Born in New Brunswick, Stairs—who played hockey and rugby in addition to baseball as a youth—played shortstop (!) for Canada's 1988 Olympics team. His amateur success led the Expos to sign him as an undrafted free agent in 1989. He played primarily second and third base in the minors, though by the time he reached the majors for brief cameos in 1992–93, he was an outfielder. In mid-1993, he took a detour to Japan, briefly playing with the Chunichi Dragons. After returning, he spent two years providing organizational depth for the Red Sox. Not until he was signed by the A's as a free agent in December 1995 did he get a foothold in the majors. The A's weren't selling jeans; they appreciated Stairs' potential to provide cheap power and plate discipline.
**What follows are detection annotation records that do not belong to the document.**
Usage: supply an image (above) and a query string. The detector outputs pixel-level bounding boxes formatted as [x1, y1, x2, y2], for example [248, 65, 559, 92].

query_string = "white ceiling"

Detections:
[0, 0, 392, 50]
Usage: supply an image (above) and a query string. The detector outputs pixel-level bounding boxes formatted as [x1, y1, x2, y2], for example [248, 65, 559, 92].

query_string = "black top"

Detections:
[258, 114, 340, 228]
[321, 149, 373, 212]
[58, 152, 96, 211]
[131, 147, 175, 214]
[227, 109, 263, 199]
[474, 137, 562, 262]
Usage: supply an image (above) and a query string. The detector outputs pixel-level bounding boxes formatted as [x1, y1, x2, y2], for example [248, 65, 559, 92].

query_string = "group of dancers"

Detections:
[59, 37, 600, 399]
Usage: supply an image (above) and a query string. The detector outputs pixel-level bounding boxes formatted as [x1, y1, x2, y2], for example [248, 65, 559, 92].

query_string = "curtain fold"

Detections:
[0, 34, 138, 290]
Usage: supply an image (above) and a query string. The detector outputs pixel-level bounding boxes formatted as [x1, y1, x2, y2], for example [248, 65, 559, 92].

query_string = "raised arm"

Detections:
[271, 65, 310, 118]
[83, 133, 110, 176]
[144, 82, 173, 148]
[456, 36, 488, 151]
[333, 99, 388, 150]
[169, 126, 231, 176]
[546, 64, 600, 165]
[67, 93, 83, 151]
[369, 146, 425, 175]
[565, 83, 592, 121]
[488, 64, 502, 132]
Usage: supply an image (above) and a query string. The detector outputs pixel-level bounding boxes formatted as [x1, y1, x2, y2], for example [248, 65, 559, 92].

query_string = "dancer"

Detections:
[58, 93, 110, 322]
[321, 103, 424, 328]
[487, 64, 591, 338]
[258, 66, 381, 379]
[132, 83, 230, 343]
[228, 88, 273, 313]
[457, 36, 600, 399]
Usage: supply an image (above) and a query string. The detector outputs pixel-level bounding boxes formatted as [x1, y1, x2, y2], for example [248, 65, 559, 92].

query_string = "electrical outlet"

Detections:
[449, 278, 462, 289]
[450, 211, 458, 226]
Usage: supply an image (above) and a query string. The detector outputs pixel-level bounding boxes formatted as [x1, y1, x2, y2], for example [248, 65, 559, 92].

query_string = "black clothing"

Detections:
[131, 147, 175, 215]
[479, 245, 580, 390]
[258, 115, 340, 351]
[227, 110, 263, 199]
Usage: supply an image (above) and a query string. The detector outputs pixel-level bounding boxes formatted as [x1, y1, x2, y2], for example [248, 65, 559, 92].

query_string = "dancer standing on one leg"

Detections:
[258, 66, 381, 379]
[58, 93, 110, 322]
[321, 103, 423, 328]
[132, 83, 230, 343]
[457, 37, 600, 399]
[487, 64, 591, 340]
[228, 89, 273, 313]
He homered 10 times in 61 games in 1996, and over the next four seasons, he emerged as a vital part of the franchise's resurgence. From 1997 to 2000, he hit .268/.362/.506 for a 125 OPS+ and an average of 28 homers per year, with a high of 38 in '99.

After Stairs helped the A's win the AL West in 2000, he was traded to the Cubs, kicking off an itinerant phase; he was a seasonal batsman always able to find a job, ready to move along when the work dried up. From 2001 to '07, he averaged 17 homers and a 117 OPS+ in 405 PA per year for the Cubs ('01), Brewers ('02), Pirates ('03), Royals ('04–06), Rangers ('06), Tigers ('06) and Blue Jays ('07). On Aug. 30, 2008, the Blue Jays dealt him to the Phillies. He homered twice in 19 regular season plate appearances, then hit a game-winning, series-turning, pinch-hit homer off the Dodgers' Jonathan Broxton in the eighth inning of Game 4 of the NLCS. That was one of just three postseason hits for his career, but it was indicative of his special skill; he holds the record with 23 pinch-homers and hit an almost perfectly representative .252/.357/.476 in 490 PA in that capacity.

Stairs didn't get another hit that year, but he won a World Series ring with the Phillies and was part of their pennant-winning team in 2009 as well. He stuck around past age 43 with a season in San Diego and one in Washington—meaning that he'd come full circle, sort of, given the Nationals' roots as the Expos—until his bat finally slowed down.